Zika Virus Coming Soon To Georgia: State Epidemiologist

- The CDC says there were 31 cases of Zika virus here in the U.S. in 2015, in travelers coming back into the country from areas where the virus is being transmitted.  Here in Georgia, state epidemiologist Dr. Cherie Drenzek, DVM, says the CDC is testing several specimens from Georgia residents who've also travelled to the affected areas.

"We fully expect we will confirm travel-related Zika infections here in Georgia and probably every other state as well," says Dr. Drenzek.

        Zika virus is spread to people through mosquito bites, and can't be transmitted from person to person.  But, while the World Health Organization says the virus is spreading "explosively" across South and Central America and the Caribbean.

"What's important to remember is that we haven't documented any local transmission here in the United States,” Dr. Drenzek says. “So what that means is that the primary risk still is for travellers to affected areas, particularly pregnant women."

The concern for women who are pregnant -- or women of child-bearing age -- is the Zika virus may cause serious birth defects.

In Brazil, which has been particularly hard-hit by Zika virus, about 4,000 babies have been born with abnormally small heads - some with brain damage - a rare condition known as microcephaly.   And with no treatment or vaccine for the virus, the CDC is urging pregnant women to postpone travel to the 20+ affected countries and territories.      

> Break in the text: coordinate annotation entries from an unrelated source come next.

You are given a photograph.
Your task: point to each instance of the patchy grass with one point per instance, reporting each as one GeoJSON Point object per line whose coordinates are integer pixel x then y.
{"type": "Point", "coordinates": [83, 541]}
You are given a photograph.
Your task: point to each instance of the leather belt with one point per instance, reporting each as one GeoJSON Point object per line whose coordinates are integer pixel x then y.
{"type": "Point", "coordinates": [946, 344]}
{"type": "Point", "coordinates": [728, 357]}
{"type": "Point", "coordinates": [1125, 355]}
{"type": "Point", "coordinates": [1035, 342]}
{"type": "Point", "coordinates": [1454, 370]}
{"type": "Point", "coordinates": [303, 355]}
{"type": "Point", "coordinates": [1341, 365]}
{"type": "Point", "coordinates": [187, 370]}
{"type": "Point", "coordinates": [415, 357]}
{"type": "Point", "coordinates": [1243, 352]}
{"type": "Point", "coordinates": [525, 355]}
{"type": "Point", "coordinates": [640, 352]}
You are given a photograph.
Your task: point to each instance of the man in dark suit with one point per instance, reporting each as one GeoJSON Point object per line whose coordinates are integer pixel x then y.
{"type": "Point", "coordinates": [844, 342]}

“If they cannot postpone their trip and they must travel to these areas,  they should practice very strict mosquito bite avoidance techniques,” says Dr. Drenzek.

Since the Aedes mosquito that carries Zika virus is already here in Georgia, and mosquitoes spread other diseases like West Nile Virus, Drenzek we should all take steps to avoid getting bitten.

Those include wearing long-sleeves and long pants, to cover exposed skin, and using EPA-approved insect repellant. “Also be sure to look at areas where mosquitoes may breed around your home,” says Dr. Drenzek. “They often breed in containers containing water. So being sure to dump out water."